O requerente tinha, de facto, a necessidade de verificar a possível presença de abusos nos edifícios que poderia danificar sua propriedade. Se a visão dos documentos não for possível, seria possível que os perpetradores de abusos evitassem qualquer controle sobre a indicação de terceiros, encontrando justificativa em um direito inexistente à privacidade.
Em conclusão, o Tribunal Administrativo Regional confirmou o recurso, condenando o Município a permitir que o requerente visse e extraísse uma cópia dos documentos indicados no pedido de acesso originalmente apresentado.

Como solicitar acesso a documentos relativos a uma prática imobiliária

visão prática de construção

Geralmente os Municípios preparam um especial formulário de solicitação de visualização de documentos administrativos, com os quais também é possível solicitar uma cópia de um ou mais documentos anexos.
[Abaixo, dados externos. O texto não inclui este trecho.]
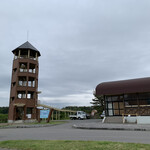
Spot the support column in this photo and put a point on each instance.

Os dados a serem preenchidos consistem na generalidade da pessoa que apresenta a inscrição, as possíveis delegações, as referências para identificar o arquivo e a motivação.
Às vezes é necessário pagar um contribuição para direitos de pesquisa e custos de reprodução. Os valores variam de município para município e devem ser pagos por meio de boletim ou por outros meios indicados pela Administração.
Eu sinalizo que ultimamente muitos Municípios estão equipados para operar via telemáticaPortanto, nesses casos, é possível enviar uma solicitação e receber uma cópia dos documentos por e-mail certificado.